Phase 7: ground-truth export (JSONL + stats) + CLI tool

- GET /api/v1/ground-truth/export streaming JSONL (approved_only, since, until, has_corrections, limit) - GET /api/v1/ground-truth/stats total / approved / corrections counts + top-N most-corrected field paths - python -m ocr_sprint.tools.export_ground_truth operator CLI with the same filters + optional --print-stats - Ground-truth sample reconstructs the pipeline's original output by replaying job_corrections in reverse - docs/ground-truth-format.md schema + fine-tuning guidance - 17 new tests (service replay, endpoint filters, CLI) - 201 total tests passing, ruff / mypy --strict clean Co-Authored-By: adrian kuman firmansah <adriancuman@gmail.com>
2026-04-25 20:24:40 +00:00
parent 9457fa3c55
commit 6003d96a94
11 changed files with 1148 additions and 1 deletions
--- a/src/ocr_sprint/api/routes/ground_truth.py
+++ b/src/ocr_sprint/api/routes/ground_truth.py
@@ -0,0 +1,102 @@
+"""Ground-truth export + statistics endpoints (Phase 7).
+
+Two endpoints, both auth'd by the existing ``X-API-Key`` dependency:
+
+* ``GET /ground-truth/export`` — streams JSONL of approved (or filtered)

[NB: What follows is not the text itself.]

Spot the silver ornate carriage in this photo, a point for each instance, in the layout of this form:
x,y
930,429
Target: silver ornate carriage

+  samples for downstream fine-tuning pipelines.
+* ``GET /ground-truth/stats``  — returns aggregate counts + top-corrected
+  field paths so operators know when/where fine-tuning will pay off.
+"""
+
+from __future__ import annotations
+
+from collections.abc import Iterator
+from datetime import datetime
+from typing import Annotated
+
+from fastapi import APIRouter, Depends, Query
+from fastapi.responses import StreamingResponse
+from sqlalchemy.orm import Session
+
+from ocr_sprint.api.deps.auth import require_api_key
+from ocr_sprint.api.deps.db import get_session
+from ocr_sprint.ground_truth import (
+    GroundTruthFilters,
+    ground_truth_stats,
+    iter_ground_truth_samples,
+    serialize_sample_to_jsonl,
+)
+from ocr_sprint.schemas.ground_truth import GroundTruthStats
+
+router = APIRouter(
+    prefix="/ground-truth",
+    tags=["ground-truth"],
+    dependencies=[Depends(require_api_key)],
+)
+
+
+@router.get(
+    "/export",
+    response_class=StreamingResponse,
+    responses={
+        200: {
+            "content": {"application/x-ndjson": {}},
+            "description": "Newline-delimited JSON stream of training samples.",
+        }
+    },
+)
+def export_ground_truth(
+    session: Annotated[Session, Depends(get_session)],
+    since: Annotated[
+        datetime | None,
+        Query(description="Only include jobs created at or after this ISO timestamp."),
+    ] = None,
+    until: Annotated[
+        datetime | None,
+        Query(description="Only include jobs created at or before this ISO timestamp."),
+    ] = None,
+    approved_only: Annotated[
+        bool,
+        Query(description="Only export approved jobs (default true)."),
+    ] = True,
+    has_corrections: Annotated[
+        bool | None,
+        Query(
+            description=(
+                "Optional: true = only jobs that had at least one correction, "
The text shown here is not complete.